Personal health tracking devices are increasingly replacing expensive health monitoring of patients. Patients can eventually own their medical data, collected from personal health monitoring devices and other resources, store them in variety of cloud services, and make them available to medical service providers of their choice. In such cases, patients will be responsible for ensuring the integrity of retrieved data, from multiple points, whenever doctors need to access these data to provide appropriate medical services. We present a Hierarchical Data Integrity (HDI) approach to verify if the data, sent by health monitoring devices to the cloud, remain unchanged. It is hierarchical as follows: there is a quick verification of the integrity of recent health data (in less than $1 ms$), followed if necessary by a low overhead secure option for verifying the integrity of both recent and historical data (still only in $26.04 ms$). Further, the hierarchy allows granular identification of data units that fail integrity checks. While we do not consider security attacks in detail, it is possible for a patient to periodically (randomly) use the secure process to verify the integrity of data. This reduces the computation, storage, and time of integrity verification as shown by analysis, simulation, and a simple hardware implementation.

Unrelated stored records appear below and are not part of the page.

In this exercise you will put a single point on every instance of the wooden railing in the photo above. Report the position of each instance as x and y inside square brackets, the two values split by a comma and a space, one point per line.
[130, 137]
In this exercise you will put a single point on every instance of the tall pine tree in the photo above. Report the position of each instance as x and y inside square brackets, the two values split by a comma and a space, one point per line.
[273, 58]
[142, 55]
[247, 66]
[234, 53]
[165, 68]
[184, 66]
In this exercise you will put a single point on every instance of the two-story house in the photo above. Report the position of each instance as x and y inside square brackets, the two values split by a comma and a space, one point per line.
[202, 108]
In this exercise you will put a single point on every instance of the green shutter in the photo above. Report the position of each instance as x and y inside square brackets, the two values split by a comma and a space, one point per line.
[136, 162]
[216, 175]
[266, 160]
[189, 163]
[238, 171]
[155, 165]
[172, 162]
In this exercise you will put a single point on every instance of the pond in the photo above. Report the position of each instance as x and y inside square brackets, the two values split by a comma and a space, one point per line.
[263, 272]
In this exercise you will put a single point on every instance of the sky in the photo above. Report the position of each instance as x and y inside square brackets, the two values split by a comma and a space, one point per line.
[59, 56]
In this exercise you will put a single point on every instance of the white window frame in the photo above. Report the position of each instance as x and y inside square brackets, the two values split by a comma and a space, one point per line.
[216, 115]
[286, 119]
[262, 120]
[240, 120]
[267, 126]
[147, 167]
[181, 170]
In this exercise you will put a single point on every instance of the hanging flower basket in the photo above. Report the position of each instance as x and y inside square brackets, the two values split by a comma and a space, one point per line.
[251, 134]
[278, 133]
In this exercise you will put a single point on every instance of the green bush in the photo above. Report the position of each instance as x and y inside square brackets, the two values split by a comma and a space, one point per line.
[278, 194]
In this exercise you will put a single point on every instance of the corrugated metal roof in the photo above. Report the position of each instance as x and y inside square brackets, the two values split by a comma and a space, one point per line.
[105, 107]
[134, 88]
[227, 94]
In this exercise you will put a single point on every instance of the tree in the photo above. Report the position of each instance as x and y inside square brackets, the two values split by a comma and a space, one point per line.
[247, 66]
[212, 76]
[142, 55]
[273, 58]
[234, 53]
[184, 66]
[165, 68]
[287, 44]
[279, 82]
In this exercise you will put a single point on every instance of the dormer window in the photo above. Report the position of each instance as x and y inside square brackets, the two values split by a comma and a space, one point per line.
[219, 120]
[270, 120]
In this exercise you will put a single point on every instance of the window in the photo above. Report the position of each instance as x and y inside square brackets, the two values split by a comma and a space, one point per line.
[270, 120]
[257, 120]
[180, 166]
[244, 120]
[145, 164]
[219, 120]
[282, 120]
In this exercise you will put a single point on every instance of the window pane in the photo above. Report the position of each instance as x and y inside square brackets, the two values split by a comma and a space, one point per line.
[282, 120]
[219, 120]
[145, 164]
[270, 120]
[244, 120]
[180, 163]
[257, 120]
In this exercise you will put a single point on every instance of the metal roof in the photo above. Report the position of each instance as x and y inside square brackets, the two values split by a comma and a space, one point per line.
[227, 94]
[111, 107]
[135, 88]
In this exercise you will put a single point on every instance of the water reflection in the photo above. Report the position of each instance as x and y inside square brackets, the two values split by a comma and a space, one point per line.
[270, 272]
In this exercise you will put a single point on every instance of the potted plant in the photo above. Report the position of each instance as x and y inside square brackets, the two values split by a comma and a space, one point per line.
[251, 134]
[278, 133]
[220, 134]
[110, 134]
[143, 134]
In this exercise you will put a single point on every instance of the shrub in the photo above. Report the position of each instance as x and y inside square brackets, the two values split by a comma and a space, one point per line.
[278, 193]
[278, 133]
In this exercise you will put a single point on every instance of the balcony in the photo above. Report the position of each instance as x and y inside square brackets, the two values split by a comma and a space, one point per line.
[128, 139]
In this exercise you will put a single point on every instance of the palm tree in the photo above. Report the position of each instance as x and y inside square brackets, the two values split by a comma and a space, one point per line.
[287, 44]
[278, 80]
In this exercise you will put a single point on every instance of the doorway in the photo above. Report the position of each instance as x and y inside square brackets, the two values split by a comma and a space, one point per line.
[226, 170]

The scenario is that the patinet gateway receive data from multiple wearable devices, create some meta data and store the data in the server. Later, when the doctor wants to retrive the data doctors gateway negotiate with patient gate way to verify that the data is has not been changed. It has 3 programs that can be run on 3 devices, including server (consists of 3 virtual servers), patient's gateway and doctor's gateway.

Each Folder has a DeviceInfo.txt file that specified IP and port

In each "DeviceInfo.txt" file change "localhost" to the corresponding devices' IP

Here are the Ports used in DeviceInfo files:

3 servers with IP and port for pgw and dgw:

	HRM, localhost, 4001

	activity_tracker, localhost, 4002

	calorimeter, localhost, 4003



pgw for server:localhost cloudPort-1000 (3001,3002,3003)

dgw for server:localhost cloudPort+1000 (5001,5002,5003)



pgw for dgw:localhost 3000

dgw for pgw:localhost 2001

Notice: pgw is Patient's gateway and dgw is Doctor's gateway

Assuming 365 data blocks for a year (each day one block), the optimum size for generalized bloom filter, to keep false positive less than 1%, is 10700 bits and temporary bloom filter can be as small as 20 bits.

Matlab

The Matlab folder contains files used for calculationg false positive and negative in GBF and BF using the formulats in [1].

[1] Laufer, Rafael P., Pedro B. Velloso, and Otto Carlos MB Duarte. "A generalized bloom filter to secure distributed network applications." Computer Networks 55, no. 8 (2011): 1804-1819.